公衆浴場での「混浴」が認められる年齢を引き下げる動きが、各地で相次いでいます。この動き自体は望ましいと思われますが、果たして、引き下げるだけでよいのでしょうか。

混浴可能年齢を引き下げへ
混浴可能年齢を引き下げへ

 3月16日、東京都が、銭湯など公衆浴場での「混浴」が認められる年齢を「6歳以下」に引き下げる方針を固めたとの報道がありました。都では現状、混浴ができる年齢が「9歳以下」となっていますが、報道によると「子ども自身の羞恥心が出始める年齢」を考慮し、年齢の引き下げが望ましいとする国の通知に合わせた形で、「6歳以下(基本的に小学校入学前の幼児)」を基準とするようです。

「10歳以上の男女を混浴させないこと」と定めている現行の都条例が「7歳以上の男女を混浴させないこと」へと改正・施行されれば、父親が小学生の娘を連れて男湯へ、また、母親が小学生の息子を連れて女湯へ入ることができなくなります。

 この動きに私は大賛成です。父親と娘が男湯へ、また、母親と息子が女湯へ入っているのを公衆浴場で見掛けた経験がある人も多いと思いますが、小学校ではトイレも更衣室も男女で分かれていますし、体育の授業でプールに入るときは水着を着用するのですから、「銭湯に行ったら、同じクラスの男の子が素っ裸で女湯に入ってきて、娘がびっくりしていた」「親以上に子ども自身が混浴を嫌がっている」という声があるのは当然のことでしょう。

自治体によって違いも

 ただ、他の地域では引き続き、親子での混浴時に注意しなければなりません。東京都民にとっては、都内の銭湯での混浴がなくなったとしても、家族で行く温泉地は東京都外であることが多いからです。公衆浴場の配置基準や入浴者の衛生・風紀に必要な措置の基準は地方自治体ごとの「公衆浴場法施行条例」などで定められていますが、その内容は自治体によってばらつきがあり、混浴を禁止されている年齢基準にも違いがみられます。

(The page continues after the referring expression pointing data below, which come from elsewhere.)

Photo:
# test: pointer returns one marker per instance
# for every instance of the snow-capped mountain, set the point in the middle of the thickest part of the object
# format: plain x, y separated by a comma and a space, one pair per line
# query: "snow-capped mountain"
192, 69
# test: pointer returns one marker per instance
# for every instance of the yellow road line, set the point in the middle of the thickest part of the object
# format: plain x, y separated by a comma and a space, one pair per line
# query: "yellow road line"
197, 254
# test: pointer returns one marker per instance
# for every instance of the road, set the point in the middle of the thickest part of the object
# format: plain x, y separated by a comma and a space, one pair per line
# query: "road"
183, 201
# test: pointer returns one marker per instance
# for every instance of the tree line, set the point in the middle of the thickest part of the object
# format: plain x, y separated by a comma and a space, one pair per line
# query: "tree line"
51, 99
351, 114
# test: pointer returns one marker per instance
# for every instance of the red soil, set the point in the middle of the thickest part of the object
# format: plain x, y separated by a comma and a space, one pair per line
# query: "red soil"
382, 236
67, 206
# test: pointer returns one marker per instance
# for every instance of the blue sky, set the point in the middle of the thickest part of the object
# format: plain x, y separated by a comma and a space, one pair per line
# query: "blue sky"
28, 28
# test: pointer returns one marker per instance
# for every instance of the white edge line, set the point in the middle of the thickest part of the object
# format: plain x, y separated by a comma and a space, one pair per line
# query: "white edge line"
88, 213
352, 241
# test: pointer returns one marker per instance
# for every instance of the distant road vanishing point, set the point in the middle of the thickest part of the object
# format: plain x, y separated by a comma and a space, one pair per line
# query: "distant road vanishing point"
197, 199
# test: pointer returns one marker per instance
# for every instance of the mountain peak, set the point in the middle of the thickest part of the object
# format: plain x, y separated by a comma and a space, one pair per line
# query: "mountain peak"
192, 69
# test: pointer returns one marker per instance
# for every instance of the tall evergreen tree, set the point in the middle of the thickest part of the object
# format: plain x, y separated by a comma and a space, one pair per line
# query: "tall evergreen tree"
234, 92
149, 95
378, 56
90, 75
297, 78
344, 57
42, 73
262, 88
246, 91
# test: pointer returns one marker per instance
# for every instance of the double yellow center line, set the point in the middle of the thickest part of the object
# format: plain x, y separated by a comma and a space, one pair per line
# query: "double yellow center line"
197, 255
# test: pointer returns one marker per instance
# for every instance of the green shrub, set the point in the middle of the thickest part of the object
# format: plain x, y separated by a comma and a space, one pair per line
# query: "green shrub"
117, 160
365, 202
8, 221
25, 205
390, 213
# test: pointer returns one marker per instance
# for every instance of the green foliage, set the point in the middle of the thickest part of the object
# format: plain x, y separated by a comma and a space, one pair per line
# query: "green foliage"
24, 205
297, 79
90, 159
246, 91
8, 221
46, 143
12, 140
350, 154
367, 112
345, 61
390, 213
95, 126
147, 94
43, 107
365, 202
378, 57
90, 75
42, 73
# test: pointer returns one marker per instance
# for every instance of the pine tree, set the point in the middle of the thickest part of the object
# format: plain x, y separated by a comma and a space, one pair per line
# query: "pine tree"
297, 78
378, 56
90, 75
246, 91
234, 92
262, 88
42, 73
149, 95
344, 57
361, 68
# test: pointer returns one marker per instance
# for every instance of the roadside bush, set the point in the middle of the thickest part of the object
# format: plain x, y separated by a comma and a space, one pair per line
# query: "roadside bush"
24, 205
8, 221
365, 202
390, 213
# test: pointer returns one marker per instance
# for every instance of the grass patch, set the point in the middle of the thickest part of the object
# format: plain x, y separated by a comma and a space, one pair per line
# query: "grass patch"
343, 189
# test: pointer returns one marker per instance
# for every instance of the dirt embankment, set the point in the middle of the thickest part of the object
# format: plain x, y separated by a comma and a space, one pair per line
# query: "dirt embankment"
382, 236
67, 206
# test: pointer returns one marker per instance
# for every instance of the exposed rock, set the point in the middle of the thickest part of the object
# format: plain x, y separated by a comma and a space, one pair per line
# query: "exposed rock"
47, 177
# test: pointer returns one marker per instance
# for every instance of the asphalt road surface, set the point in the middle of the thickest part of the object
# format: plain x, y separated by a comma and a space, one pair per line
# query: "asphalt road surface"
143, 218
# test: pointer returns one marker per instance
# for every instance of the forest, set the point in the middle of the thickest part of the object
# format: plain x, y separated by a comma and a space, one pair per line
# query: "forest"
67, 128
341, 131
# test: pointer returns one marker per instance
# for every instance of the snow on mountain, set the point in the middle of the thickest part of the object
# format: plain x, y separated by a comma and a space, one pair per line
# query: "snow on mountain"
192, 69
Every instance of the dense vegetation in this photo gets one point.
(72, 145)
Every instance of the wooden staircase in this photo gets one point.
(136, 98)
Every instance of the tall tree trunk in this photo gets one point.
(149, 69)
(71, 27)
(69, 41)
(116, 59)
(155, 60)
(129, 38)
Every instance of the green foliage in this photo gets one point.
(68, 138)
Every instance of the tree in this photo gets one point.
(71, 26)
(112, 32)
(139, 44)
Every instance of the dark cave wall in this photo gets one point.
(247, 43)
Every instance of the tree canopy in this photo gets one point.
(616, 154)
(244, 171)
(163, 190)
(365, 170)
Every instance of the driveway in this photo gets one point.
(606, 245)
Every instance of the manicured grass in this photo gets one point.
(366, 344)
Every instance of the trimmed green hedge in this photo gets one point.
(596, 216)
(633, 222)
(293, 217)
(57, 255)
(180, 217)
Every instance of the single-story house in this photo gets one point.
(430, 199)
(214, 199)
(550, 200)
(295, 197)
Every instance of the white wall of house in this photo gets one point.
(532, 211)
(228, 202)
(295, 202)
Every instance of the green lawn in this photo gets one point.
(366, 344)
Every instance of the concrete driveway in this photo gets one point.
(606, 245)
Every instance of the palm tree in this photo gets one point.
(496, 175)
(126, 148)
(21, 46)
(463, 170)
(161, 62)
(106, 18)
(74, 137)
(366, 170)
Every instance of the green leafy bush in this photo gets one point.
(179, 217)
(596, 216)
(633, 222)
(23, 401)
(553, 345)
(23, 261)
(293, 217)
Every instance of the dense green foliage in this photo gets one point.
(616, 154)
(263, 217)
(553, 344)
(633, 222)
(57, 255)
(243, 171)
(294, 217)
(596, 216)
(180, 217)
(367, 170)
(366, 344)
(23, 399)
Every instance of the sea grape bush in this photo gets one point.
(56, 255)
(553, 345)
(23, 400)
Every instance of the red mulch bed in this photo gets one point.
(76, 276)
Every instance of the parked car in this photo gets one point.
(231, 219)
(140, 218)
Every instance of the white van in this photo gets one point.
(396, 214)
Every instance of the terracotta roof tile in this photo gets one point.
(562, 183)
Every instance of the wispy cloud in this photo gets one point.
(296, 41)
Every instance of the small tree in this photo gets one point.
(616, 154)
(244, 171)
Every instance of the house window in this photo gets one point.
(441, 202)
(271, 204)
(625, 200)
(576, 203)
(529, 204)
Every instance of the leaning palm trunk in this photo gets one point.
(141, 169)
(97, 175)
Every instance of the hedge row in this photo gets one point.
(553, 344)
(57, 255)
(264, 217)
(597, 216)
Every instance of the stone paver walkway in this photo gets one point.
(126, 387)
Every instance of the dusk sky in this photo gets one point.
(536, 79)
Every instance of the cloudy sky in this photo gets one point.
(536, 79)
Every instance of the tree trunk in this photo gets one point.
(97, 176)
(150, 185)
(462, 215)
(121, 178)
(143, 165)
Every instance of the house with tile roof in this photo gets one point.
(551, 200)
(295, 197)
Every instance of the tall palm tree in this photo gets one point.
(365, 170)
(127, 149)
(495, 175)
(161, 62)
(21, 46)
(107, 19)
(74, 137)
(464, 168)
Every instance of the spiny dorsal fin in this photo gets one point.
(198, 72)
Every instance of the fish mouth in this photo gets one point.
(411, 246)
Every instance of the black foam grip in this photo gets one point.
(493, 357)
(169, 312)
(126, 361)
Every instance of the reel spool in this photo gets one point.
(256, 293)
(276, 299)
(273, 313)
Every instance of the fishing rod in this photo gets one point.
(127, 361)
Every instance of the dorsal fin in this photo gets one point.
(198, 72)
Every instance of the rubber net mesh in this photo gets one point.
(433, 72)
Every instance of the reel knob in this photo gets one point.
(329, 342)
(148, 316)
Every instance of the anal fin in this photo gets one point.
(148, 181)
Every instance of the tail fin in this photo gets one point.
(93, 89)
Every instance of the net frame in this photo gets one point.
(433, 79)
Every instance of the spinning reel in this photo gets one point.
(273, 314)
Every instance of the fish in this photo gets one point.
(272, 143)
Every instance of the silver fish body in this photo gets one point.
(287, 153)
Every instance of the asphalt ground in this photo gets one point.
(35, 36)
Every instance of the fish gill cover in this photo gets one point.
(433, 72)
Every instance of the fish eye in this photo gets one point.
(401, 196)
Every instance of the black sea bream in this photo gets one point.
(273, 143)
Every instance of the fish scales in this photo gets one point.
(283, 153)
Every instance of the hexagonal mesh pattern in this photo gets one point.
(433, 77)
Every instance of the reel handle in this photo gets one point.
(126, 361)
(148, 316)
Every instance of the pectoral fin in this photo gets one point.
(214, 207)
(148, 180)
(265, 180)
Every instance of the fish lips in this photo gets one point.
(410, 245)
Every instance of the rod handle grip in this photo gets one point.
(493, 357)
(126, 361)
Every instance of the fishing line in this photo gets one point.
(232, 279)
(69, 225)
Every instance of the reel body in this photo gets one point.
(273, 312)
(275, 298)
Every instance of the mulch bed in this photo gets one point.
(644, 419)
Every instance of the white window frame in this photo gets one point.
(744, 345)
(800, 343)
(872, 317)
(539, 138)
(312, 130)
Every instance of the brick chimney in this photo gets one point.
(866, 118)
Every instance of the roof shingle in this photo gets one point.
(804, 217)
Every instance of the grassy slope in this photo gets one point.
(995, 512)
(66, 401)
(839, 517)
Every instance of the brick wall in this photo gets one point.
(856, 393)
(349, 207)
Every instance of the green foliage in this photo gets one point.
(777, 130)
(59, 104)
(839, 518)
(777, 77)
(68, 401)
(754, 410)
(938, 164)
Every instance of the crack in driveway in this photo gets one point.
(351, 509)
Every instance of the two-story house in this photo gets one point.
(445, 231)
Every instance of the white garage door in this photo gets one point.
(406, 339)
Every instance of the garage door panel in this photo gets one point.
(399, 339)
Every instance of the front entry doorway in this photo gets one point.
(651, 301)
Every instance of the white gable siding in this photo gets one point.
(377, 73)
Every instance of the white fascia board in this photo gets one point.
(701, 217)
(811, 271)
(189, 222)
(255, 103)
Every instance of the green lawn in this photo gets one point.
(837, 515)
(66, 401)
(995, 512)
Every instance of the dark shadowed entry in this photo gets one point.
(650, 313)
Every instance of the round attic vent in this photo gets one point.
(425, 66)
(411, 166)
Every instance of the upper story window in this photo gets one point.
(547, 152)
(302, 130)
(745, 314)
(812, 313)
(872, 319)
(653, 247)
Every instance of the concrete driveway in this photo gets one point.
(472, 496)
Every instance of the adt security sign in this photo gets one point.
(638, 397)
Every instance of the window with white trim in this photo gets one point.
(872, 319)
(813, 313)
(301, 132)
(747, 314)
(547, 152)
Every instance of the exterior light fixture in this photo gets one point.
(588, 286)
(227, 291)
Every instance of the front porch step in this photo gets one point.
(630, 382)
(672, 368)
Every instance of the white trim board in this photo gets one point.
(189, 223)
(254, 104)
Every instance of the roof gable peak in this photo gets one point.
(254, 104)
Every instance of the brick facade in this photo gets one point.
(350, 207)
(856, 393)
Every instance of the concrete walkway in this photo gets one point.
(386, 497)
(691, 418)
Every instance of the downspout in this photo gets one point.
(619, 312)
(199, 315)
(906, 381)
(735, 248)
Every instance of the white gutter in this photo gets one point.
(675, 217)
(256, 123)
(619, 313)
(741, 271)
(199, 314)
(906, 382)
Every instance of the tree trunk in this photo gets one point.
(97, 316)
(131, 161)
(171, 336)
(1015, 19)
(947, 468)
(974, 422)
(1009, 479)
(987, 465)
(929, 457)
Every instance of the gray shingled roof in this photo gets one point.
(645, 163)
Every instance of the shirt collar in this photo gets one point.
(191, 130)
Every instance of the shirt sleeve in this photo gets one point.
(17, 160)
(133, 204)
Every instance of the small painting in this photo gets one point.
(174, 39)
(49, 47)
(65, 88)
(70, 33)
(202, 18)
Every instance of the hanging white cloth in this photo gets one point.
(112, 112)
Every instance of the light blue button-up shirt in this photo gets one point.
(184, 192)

 有名な温泉地が多い九州を例に挙げると、大分県は「10歳以上」の男女の混浴が禁止されています。福岡県と鹿児島県も「10歳以上」ですが、「7歳以上」にする条例改正案を現在、県議会に提案しています。長崎県も「おおむね10歳以上」から「おおむね7歳以上」へと条令を改正(施行は7月1日)。熊本県や宮崎県は以前から「8歳以上」と定めています。また、佐賀県は、県としては条例で年齢制限を設けていません。

 混浴禁止の年齢基準は都道府県単位だけでなく、市区町村の条例でも定めている場合があります。子ども連れの旅行の際は事前に、行き先の地域の条例に年齢基準があるかを調べたり、施設に問い合わせたりしておくのが望ましいと思います。

親の目と他人の目の違い

 私の息子は知的障害を伴う自閉症児です。私はシングルマザーなので、温泉旅館に行ったとき、息子とお風呂に入ってくれる夫もいませんでした。そのため、息子が小学生になっても私が女湯に連れていこうとして、旅館の人から、「お子さんは男湯に行ってください!」と注意されてしまったこともあります。

 多くの人が利用する公衆浴場では、親が「まだまだ幼いわが子」と思っている子どもでも、他人から見たら、「立派な男児」と見えるなど、親の目と他人の目とのズレが生じやすいと感じた出来事でした。

 子どもの「制限」の例だと、遊園地のアトラクションの場合は「身長制限」されていることが多いです。たとえ、年齢が10歳でも身長が低ければ、安全装置が適切に作動しない恐れがあり、重大な事故につながりかねないからです。

 これにならい、「銭湯も『身長が100センチ以上の人は混浴禁止』としたらどうか」という意見もあるようです。しかし、実際には背が高い幼児もいますし、体重があるために体格がよく、小学生に見える幼児もいます。こうした実情から、銭湯で身長制限を行うのは賢明とはいえず、やはり、年齢制限の基準を下げるのがよいと考えます。

 一方で、混浴可を幼児に限定すると、シングル家庭の場合、小学生が銭湯や温泉に行くことができないケースも当然出てくるでしょう。同性の親がいればよいのですが、母親が息子を、父親が娘をそれぞれ、浴場に連れていくことができなくなります。そのような場合は現状、内風呂付き客室や貸し切りの家族風呂が利用できる宿を選ぶなど「大浴場を利用しない」方法を選択するしかないと思います。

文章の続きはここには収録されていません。